CN111203609B - Bimetal electric arc additive manufacturing method

Info

Publication number: CN111203609B
Application number: CN201911424547.3A
Authority: CN
Inventors: 吴玲珑; 许春权; 刘欣
Original assignee: Nanjing Iungo Technology Co ltd
Current assignee: Nanjing Iungo Technology Co ltd
Priority date: 2019-12-31
Filing date: 2019-12-31
Publication date: 2021-10-19
Anticipated expiration: 2039-12-31
Also published as: CN111203609A

Abstract

The invention discloses a bimetal arc additive manufacturing method, which comprises the steps of inputting a workpiece digital-analog to be printed into a computer, and inputting the designed template structure data of each layer of slices into the computer; slicing the workpiece digital analogy in a layering mode according to the Z direction to obtain the cross section of each layer of slices, wherein the number of the slices is M; calculating and generating a linear filling path of each layer of slices of the workpiece according to the cross section of each layer of slices of the workpiece; comparing the template structure corresponding to each layer of the slices with the range of the layer of the slices, and performing the next step if the template structure completely covers the cross section of the layer of the slices; and calculating intersection points of all linear filling paths generated by the nth layer of slices and each edge of the polygon of the nth layer of template structure corresponding to the nth layer of slices, wherein the intersection points are switching points of the metal welding wires A and the metal welding wires B on the linear filling paths.

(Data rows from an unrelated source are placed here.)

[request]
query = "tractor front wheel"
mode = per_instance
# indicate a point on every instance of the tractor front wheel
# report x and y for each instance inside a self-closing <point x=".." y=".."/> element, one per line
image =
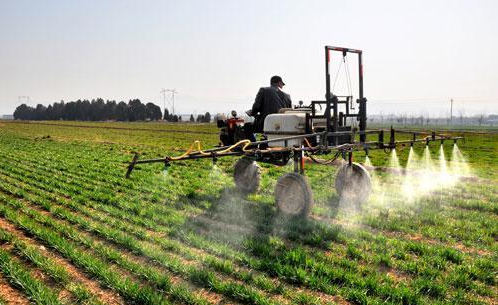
<point x="293" y="195"/>
<point x="352" y="184"/>
<point x="247" y="175"/>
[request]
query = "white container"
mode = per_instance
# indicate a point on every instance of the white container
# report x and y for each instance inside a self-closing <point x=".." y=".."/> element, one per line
<point x="279" y="125"/>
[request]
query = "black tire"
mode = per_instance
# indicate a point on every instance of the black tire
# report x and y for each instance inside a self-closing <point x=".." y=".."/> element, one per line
<point x="247" y="175"/>
<point x="293" y="195"/>
<point x="353" y="184"/>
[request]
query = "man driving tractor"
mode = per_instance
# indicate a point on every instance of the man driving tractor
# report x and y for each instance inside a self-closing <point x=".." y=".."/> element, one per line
<point x="269" y="100"/>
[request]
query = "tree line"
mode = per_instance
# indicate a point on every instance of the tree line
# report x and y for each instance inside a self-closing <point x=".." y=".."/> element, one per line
<point x="100" y="110"/>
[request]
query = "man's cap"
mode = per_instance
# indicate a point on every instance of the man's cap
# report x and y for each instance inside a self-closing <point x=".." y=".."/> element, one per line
<point x="275" y="79"/>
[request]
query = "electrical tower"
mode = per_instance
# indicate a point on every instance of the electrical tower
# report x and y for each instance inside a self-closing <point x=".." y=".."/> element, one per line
<point x="173" y="92"/>
<point x="24" y="98"/>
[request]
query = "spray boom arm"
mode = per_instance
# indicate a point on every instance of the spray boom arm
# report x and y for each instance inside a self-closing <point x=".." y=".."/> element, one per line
<point x="260" y="151"/>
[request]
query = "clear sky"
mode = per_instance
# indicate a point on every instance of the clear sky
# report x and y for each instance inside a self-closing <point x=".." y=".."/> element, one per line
<point x="216" y="54"/>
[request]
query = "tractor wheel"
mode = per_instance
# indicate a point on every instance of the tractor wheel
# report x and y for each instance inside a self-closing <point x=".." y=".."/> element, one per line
<point x="352" y="183"/>
<point x="247" y="175"/>
<point x="293" y="195"/>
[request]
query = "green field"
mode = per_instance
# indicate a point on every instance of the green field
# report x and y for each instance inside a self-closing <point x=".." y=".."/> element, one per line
<point x="74" y="230"/>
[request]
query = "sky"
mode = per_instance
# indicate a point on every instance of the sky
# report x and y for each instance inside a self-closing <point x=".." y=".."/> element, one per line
<point x="216" y="54"/>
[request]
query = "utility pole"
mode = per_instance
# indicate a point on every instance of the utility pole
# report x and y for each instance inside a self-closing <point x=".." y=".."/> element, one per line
<point x="451" y="111"/>
<point x="163" y="92"/>
<point x="173" y="92"/>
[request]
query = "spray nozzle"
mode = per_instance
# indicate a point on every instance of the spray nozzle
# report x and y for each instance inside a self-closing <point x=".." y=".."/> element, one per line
<point x="166" y="166"/>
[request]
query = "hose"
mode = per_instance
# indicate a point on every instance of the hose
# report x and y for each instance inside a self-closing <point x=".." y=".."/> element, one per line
<point x="200" y="151"/>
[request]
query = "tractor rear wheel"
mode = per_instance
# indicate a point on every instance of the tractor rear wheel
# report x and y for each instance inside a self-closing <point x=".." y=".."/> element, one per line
<point x="293" y="195"/>
<point x="352" y="184"/>
<point x="247" y="175"/>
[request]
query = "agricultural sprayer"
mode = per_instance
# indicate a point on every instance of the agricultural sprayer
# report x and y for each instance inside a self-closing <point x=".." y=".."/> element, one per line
<point x="303" y="133"/>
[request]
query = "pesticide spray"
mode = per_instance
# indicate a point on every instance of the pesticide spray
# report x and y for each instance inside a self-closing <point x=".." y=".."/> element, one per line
<point x="420" y="176"/>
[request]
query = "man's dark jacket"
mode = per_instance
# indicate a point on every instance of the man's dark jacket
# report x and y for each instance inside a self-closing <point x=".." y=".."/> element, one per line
<point x="268" y="100"/>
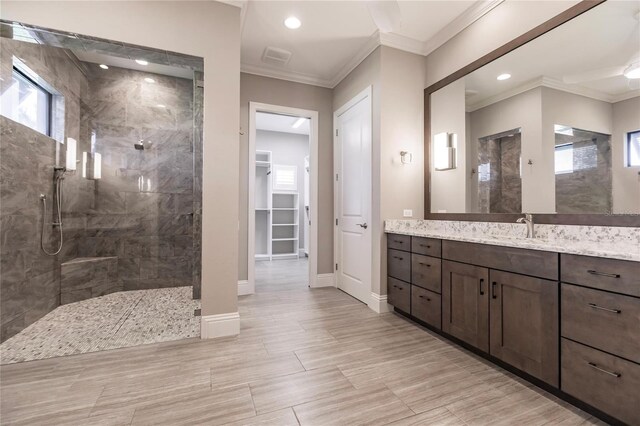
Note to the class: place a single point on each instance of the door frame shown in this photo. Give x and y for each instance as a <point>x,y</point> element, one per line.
<point>367,92</point>
<point>255,107</point>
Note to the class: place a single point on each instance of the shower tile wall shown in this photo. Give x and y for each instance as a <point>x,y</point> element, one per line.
<point>143,211</point>
<point>198,115</point>
<point>500,185</point>
<point>30,280</point>
<point>589,187</point>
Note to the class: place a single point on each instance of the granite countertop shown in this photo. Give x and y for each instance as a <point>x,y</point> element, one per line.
<point>609,242</point>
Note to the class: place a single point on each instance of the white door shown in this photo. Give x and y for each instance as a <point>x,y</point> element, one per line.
<point>353,196</point>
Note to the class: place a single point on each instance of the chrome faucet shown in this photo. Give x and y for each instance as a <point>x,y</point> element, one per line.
<point>528,219</point>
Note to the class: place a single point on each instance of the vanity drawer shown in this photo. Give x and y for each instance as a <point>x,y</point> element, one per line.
<point>620,276</point>
<point>537,263</point>
<point>426,246</point>
<point>425,272</point>
<point>399,265</point>
<point>425,305</point>
<point>399,242</point>
<point>399,294</point>
<point>606,321</point>
<point>604,381</point>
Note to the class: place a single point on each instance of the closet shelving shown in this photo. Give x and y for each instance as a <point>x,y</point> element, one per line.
<point>277,215</point>
<point>263,205</point>
<point>284,225</point>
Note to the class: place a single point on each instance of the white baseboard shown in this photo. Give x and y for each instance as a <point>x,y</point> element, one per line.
<point>244,288</point>
<point>379,303</point>
<point>325,280</point>
<point>221,325</point>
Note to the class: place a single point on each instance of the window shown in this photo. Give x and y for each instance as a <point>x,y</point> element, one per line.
<point>564,158</point>
<point>633,149</point>
<point>27,102</point>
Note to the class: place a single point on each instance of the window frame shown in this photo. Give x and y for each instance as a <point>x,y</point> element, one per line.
<point>628,147</point>
<point>49,104</point>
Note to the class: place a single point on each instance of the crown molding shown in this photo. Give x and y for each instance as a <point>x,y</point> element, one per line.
<point>371,44</point>
<point>556,84</point>
<point>400,42</point>
<point>396,41</point>
<point>468,17</point>
<point>285,75</point>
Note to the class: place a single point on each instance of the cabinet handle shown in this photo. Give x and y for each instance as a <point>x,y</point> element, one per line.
<point>615,311</point>
<point>611,373</point>
<point>603,274</point>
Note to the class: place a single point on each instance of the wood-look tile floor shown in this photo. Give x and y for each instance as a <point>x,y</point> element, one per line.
<point>309,357</point>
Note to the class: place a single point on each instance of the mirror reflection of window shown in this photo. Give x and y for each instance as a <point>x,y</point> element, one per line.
<point>583,170</point>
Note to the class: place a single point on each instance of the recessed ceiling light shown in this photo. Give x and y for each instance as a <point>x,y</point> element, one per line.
<point>633,71</point>
<point>298,122</point>
<point>292,23</point>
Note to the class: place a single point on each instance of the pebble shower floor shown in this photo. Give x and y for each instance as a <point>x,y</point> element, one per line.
<point>117,320</point>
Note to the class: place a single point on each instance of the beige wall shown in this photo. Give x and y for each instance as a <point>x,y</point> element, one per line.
<point>626,180</point>
<point>217,40</point>
<point>401,129</point>
<point>504,23</point>
<point>267,90</point>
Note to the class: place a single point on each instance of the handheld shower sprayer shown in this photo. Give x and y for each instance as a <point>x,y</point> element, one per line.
<point>58,176</point>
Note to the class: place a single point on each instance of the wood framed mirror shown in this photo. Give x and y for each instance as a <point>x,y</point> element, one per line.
<point>556,140</point>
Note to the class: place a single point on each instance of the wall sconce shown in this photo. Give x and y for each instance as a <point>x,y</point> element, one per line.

The method can realize regular or irregular alternate filling cladding by adopting two different metal welding wires.

Description

Bimetal electric arc additive manufacturing method

Technical Field

The invention relates to a bimetal electric arc additive manufacturing method, and belongs to the technical field of metal welding processing. .

Background

The electric arc additive manufacturing is a manufacturing method for realizing workpiece forming by welding, melting and stacking metal layer by layer. In the traditional arc additive manufacturing step, slicing software is used for conducting layered slicing and path planning on a digital model of a part according to the Z direction, and a program is output to a welding robot to conduct additive manufacturing operation. At present, the bimetal arc additive manufacturing only changes the filling direction of an interlayer filling line and fills two different metals according to the fixed proportion of the filling line through software. When two metals in a workpiece need regular or irregular alternate filling, only changing the filling direction of the filling line between layers and the filling ratio of the two metals in the filling line cannot meet the requirement that the workpiece needs irregular alternate filling to perform material increase operation.

Disclosure of Invention

The invention aims to solve the technical problem of providing a bimetal electric arc additive manufacturing method which can realize regular or irregular alternate filling cladding by adopting two different metal welding wires.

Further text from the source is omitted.